Comme l'avait annoncé Christine Lagarde en fin d'année dernière, le taux de rémunération plancher du plan épargne logement (PEL) sera fixé à 2,50% à compter du 1er mars, selon un arrêté publié samedi au Journal officiel.

"Le taux de rémunération des sommes inscrites au compte du souscripteur d'un plan d'épargne logement ne peut être inférieur au taux plancher de 2,50%", stipule le texte.

Il s'agit du taux offert hors prime d'Etat. Avec la prime, celui-ci atteint 3,5%.

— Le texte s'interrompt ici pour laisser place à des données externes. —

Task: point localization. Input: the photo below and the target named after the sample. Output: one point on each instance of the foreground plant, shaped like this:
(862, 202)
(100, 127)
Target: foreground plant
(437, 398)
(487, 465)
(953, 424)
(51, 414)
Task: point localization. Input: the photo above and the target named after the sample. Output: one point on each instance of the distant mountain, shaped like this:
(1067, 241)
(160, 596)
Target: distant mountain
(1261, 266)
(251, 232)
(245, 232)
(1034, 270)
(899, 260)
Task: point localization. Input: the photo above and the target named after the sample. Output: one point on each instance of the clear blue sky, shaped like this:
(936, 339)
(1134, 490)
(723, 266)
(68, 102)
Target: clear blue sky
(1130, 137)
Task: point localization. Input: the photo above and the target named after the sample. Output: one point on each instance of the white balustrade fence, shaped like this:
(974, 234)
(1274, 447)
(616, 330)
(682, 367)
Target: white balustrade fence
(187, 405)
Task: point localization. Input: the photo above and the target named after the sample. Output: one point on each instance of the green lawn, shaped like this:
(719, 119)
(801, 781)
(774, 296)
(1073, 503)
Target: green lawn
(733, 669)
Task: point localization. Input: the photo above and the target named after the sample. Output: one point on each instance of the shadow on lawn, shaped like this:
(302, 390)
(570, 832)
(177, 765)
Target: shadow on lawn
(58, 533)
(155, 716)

Cet arrêté fait suite à un précédent, publié le 24 janvier, pour fixer la nouvelle formule de calcul de la rémunération du PEL. En tenant compte des taux de "Swap" actuel, cette nouvelle formule n'aboutirait, pour le moment, à aucun changement de taux. La formule donnant un résultat légèrement ingérieur à 2,35%, c'est donc le taux de plancher, de 2,5%, qui serait appliqué au 1er mars.

Jusqu'ici, le taux était fixé par les ministres de l'Economie et du Logement. Depuis 2003, il était resté inchangé à 2,50%.

La nouvelle formule s'appliquera à l'ensemble des PEL ouverts au cours de l'année concernée et pour toute la durée de vie de ces PEL.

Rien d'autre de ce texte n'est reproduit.